Cependant les voyageurs, probablement inaccessibles aux craintes superstitieuses qui dominaient le digne officier, s’éloignaient rapidement dans la longue allée de saules qui s’étend de la ville à Zapopam, sans paraître se soucier ni de l’heure avancée ni du vendredi, jour néfaste s’il en fut jamais.

Ils étaient au nombre de six, le colonel don Sébastian Guerrero, sa fille, et quatre peones ou criados indiens.

Le colonel don Sébastian Guerrero était un homme de haute taille, aux traits durs et accentués, au teint bronzé et à la physionomie hautaine ; les quelques fils argentés mêlés à sa noire chevelure montraient qu’il devait avoir passé le milieu de la vie, bien que ses membres robustes, sa taille droite et l’éclat de son regard dénotassent que les années n’avaient pas encore eu de prise sur cette organisation énergique.
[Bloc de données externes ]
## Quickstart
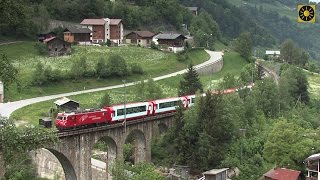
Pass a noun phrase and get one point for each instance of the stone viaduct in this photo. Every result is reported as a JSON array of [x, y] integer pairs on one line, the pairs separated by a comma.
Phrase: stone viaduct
[[74, 151]]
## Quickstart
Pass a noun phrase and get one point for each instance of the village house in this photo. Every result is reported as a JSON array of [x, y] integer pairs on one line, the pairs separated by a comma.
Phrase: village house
[[45, 35], [273, 53], [57, 46], [175, 42], [313, 167], [194, 10], [282, 174], [142, 38], [75, 34], [105, 29]]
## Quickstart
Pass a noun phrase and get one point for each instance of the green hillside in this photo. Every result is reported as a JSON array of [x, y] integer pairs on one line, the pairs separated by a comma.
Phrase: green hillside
[[25, 58]]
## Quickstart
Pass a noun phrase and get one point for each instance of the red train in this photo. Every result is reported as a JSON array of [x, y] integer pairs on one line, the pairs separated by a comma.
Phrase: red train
[[131, 111]]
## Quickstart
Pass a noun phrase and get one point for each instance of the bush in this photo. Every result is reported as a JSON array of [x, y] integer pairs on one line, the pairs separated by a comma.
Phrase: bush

Il portait le costume d’officier supérieur mexicain avec cette aisance et ce laisser-aller particulier aux vieux soldats ; mais en sus du sabre pendu à son côté, ses arçons étaient garnis de pistolets, et une carabine placée en travers de sa selle montrait que, le cas échéant, il ferait bravement tête à ceux qui oseraient tenter de le mettre à rançon.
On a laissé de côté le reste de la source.